C’était assez paradoxal. A Barcelone, le ciel est bleu, il y a des palmiers, la plage, et en même temps, ici, il y avait les attentats, et les mecs du Bataclan qui tiraient sur la jeunesse parisienne. C’était étrange d’être au soleil et de ressentir tout le drame qui se passait ici. Et puis, plus personnellement, j’ai perdu des gens que j’aimais. Je pense que c’est de ça que parle l’album : de fin d’époque, de funérailles, de palmiers, de tous ces trucs qui ne devraient pas aller ensemble. C’est curieux de vivre des funérailles sous un soleil de plomb… Tu t’imagines toujours un bon crachin et un ciel gris. La pochette de l’album évoque aussi cette idée. J’ai toujours aimé les vanités, plus particulièrement celles de Richter et de Caravage. J’ai voulu réactualiser un peu le concept. Il y a cette idée de toujours avoir la mort en perspective, d’avoir conscience que l’on est éphémère pour profiter de la vie, ne pas négliger ses envies et éviter de nous encombrer de mauvais sentiments. C’est la raison pour laquelle je suis parti à Barcelone : j’en avais envie alors je l‘ai fait.

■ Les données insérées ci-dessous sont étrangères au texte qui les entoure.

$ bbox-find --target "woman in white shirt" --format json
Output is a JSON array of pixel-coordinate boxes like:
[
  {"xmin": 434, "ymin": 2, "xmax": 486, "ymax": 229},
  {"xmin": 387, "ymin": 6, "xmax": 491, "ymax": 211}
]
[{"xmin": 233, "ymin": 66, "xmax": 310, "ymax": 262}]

On ressent un grand virage dans cet album, tu sembles avoir remplacé les gros riffs de guitare par des douces nappes de synthé…
Je pense que le rock, ce n’est pas nécessairement des grosses guitares, c’est une attitude plus qu’un son. Je trouve que La Femme c’est super par exemple, et je trouve que c’est tout aussi rock. Miossec, son premier album est très rock, et pourtant il n’y a que des guitares acoustiques. Je n’ai pas envie de m’enfermer dans ça, je trouve que le rock, c’est plus large que ce que j’entends autour de moi. Ce qui serait une grande satisfaction pour moi, ce serait que les gens, en écoutant mon album, commencent ensuite à s’intéresser à des types de musique qu’ils ne pensaient pas aimer. J’espère pouvoir être une sorte de trait d’union.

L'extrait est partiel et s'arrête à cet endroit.